The American revolution and everything more recent is generally what piques my interest in history, but I am almost certain that there are areas of history in every single period that will interest me. The European enlightenment that came about before (and during) the 18th-century revolutions in the United States and France is also a very captivating time in history to study. More recent times (1800-2000) are what I would say peak my interest in history because there is the most direct evidence about how those times have affected our present day, but I absolutely plan on gaining more knowledge about earlier and even ancient times.

What has been your favorite class at Wake Forest? What did you enjoy most about it?

My favorite class thus far has been Modern European History with Dr. Stephanie Koscak. It was an introductory-level history class, meaning that it gave an overview of about 500 years of history. This meant that I was able to explore human history going back as far as the Protestant Reformation in Europe, all the way to the collapse of the Soviet Union in 1989. These key events, as well as everything in between, provided me with a great baseline of historical knowledge that I can use to move deeper into each specific topic that was introduced. What I enjoyed most about it was the evidence that Dr. Koscak provided on each topic, and by “evidence” I mean primary sources that correlated to each event. Reading the works of people such as Immanuel Kant, MLK, Churchill, Hitler, Gandhi, etcetera was very eye-opening.

What are your plans after graduating from Wake Forest?

My plans after graduation are to take a gap year and work before applying to graduate schools. I am pretty sure that this will be law school but am still trying to figure these things out.

What’s one book you’ve read recently that you’d recommend to others and why?
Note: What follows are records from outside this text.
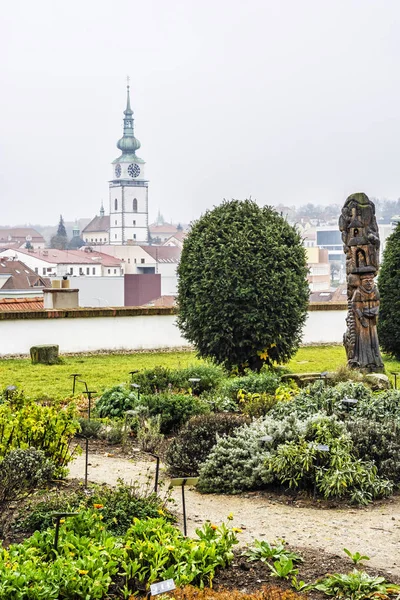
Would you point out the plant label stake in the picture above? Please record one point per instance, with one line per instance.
(157, 470)
(395, 373)
(10, 389)
(159, 588)
(58, 516)
(181, 482)
(320, 448)
(74, 375)
(194, 380)
(136, 386)
(265, 439)
(86, 460)
(89, 395)
(85, 384)
(131, 373)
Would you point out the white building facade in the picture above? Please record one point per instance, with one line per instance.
(128, 189)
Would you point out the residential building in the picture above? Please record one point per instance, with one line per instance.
(97, 232)
(319, 269)
(13, 304)
(68, 263)
(176, 239)
(330, 238)
(128, 189)
(149, 260)
(15, 275)
(160, 233)
(19, 237)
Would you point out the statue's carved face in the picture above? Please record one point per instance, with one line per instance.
(368, 283)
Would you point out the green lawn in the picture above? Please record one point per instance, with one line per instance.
(99, 371)
(102, 371)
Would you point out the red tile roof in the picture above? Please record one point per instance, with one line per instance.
(20, 276)
(166, 228)
(20, 234)
(166, 301)
(98, 224)
(7, 304)
(78, 257)
(164, 253)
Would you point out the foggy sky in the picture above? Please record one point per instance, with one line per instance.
(288, 101)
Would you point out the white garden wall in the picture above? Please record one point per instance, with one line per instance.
(126, 329)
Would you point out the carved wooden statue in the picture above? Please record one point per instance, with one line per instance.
(360, 237)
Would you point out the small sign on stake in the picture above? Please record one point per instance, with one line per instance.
(163, 586)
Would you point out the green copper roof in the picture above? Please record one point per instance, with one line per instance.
(128, 144)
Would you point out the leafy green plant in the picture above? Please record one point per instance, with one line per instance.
(175, 409)
(25, 424)
(236, 462)
(335, 473)
(162, 379)
(252, 383)
(283, 567)
(256, 405)
(299, 585)
(195, 440)
(114, 431)
(265, 593)
(356, 557)
(148, 434)
(21, 472)
(89, 428)
(118, 506)
(378, 442)
(264, 551)
(356, 585)
(116, 401)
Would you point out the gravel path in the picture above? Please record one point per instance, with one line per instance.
(374, 530)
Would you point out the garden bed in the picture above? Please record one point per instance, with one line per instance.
(250, 576)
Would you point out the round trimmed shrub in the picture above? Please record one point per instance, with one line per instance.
(243, 292)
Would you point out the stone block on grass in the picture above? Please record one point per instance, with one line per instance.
(45, 355)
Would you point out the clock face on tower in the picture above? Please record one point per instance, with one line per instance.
(133, 170)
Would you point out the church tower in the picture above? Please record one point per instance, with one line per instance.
(128, 189)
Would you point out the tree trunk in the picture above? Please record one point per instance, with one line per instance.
(46, 355)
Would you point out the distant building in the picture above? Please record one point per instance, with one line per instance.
(319, 269)
(330, 238)
(13, 304)
(15, 275)
(149, 260)
(61, 263)
(176, 239)
(161, 233)
(98, 230)
(20, 237)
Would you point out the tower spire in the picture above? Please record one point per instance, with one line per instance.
(128, 143)
(128, 110)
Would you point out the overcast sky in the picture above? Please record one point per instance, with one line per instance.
(288, 101)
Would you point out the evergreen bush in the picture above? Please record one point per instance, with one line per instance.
(190, 448)
(243, 292)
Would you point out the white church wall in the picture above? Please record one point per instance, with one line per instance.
(135, 332)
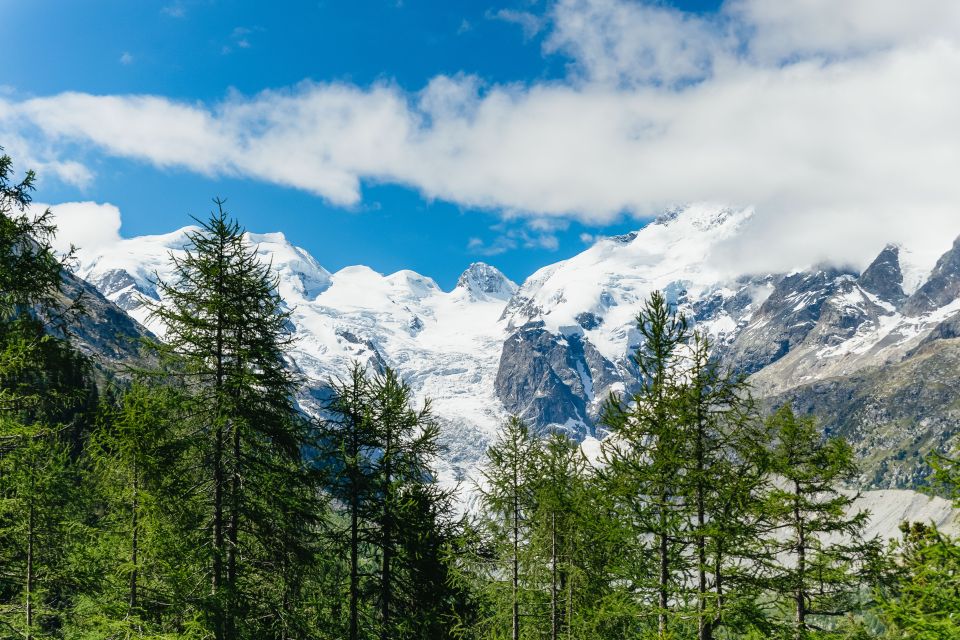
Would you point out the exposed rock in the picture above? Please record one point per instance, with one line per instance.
(884, 277)
(941, 288)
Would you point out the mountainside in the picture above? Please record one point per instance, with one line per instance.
(873, 353)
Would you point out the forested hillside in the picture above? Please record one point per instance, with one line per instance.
(185, 494)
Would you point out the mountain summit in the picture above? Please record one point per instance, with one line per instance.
(553, 348)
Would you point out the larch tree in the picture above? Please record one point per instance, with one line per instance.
(507, 491)
(644, 459)
(818, 532)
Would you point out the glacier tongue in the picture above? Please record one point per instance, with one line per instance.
(554, 347)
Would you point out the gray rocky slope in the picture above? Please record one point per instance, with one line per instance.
(874, 353)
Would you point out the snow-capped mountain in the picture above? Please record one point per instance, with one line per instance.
(553, 348)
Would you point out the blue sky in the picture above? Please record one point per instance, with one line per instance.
(205, 49)
(429, 134)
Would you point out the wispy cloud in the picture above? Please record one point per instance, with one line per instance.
(239, 39)
(843, 136)
(174, 10)
(530, 23)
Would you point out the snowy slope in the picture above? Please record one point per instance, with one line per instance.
(552, 349)
(445, 344)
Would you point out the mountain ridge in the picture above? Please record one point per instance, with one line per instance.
(552, 348)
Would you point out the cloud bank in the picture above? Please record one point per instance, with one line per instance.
(835, 120)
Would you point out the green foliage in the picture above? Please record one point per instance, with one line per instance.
(924, 601)
(195, 501)
(816, 525)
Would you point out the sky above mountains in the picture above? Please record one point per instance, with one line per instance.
(427, 135)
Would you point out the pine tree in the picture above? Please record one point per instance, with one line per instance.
(407, 443)
(226, 331)
(922, 603)
(45, 393)
(349, 444)
(642, 463)
(140, 473)
(506, 491)
(725, 480)
(818, 533)
(557, 526)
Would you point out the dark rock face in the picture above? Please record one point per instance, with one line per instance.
(942, 287)
(103, 331)
(893, 416)
(784, 319)
(549, 380)
(884, 277)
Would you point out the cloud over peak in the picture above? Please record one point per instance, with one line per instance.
(836, 120)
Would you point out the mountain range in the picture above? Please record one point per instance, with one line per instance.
(873, 353)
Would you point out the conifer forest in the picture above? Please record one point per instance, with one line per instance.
(187, 494)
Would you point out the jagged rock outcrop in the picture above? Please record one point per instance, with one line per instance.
(942, 286)
(846, 345)
(553, 380)
(884, 277)
(784, 319)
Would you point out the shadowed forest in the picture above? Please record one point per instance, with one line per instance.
(187, 495)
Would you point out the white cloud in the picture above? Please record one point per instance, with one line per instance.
(530, 23)
(786, 30)
(842, 137)
(613, 41)
(86, 225)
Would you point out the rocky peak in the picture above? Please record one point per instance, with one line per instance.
(884, 277)
(485, 281)
(941, 288)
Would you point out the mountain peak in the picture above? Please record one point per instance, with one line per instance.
(941, 287)
(482, 280)
(884, 276)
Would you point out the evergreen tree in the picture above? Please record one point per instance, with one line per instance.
(507, 491)
(407, 443)
(45, 394)
(141, 475)
(643, 460)
(725, 479)
(560, 471)
(349, 444)
(922, 603)
(226, 330)
(818, 533)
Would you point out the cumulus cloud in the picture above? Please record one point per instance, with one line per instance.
(85, 225)
(835, 120)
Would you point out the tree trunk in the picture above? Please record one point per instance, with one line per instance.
(216, 577)
(233, 536)
(664, 578)
(554, 622)
(30, 576)
(704, 629)
(354, 564)
(134, 539)
(386, 579)
(516, 553)
(800, 596)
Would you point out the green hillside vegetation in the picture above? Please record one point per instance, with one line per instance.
(192, 498)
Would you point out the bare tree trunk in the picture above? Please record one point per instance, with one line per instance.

This past summer I read John Adams by David McCullough and highly recommend it to anyone interested in the formation of the United States government and who our founding fathers really were as individuals. The book provides an account of John’s early life with close detail all the way through his law and political careers. Readers also gain a tremendous behind-the-scenes look into his relationship with his wife Abigail, as McCullough uses letters that they sent to one another all throughout John’s career especially when he was serving as a foreign minister in Europe. His son, John Quincy, is also an important figure in the book who travels with his father and gains world-class educational experiences abroad that prepared him for his destiny of becoming our 6th president in 1825.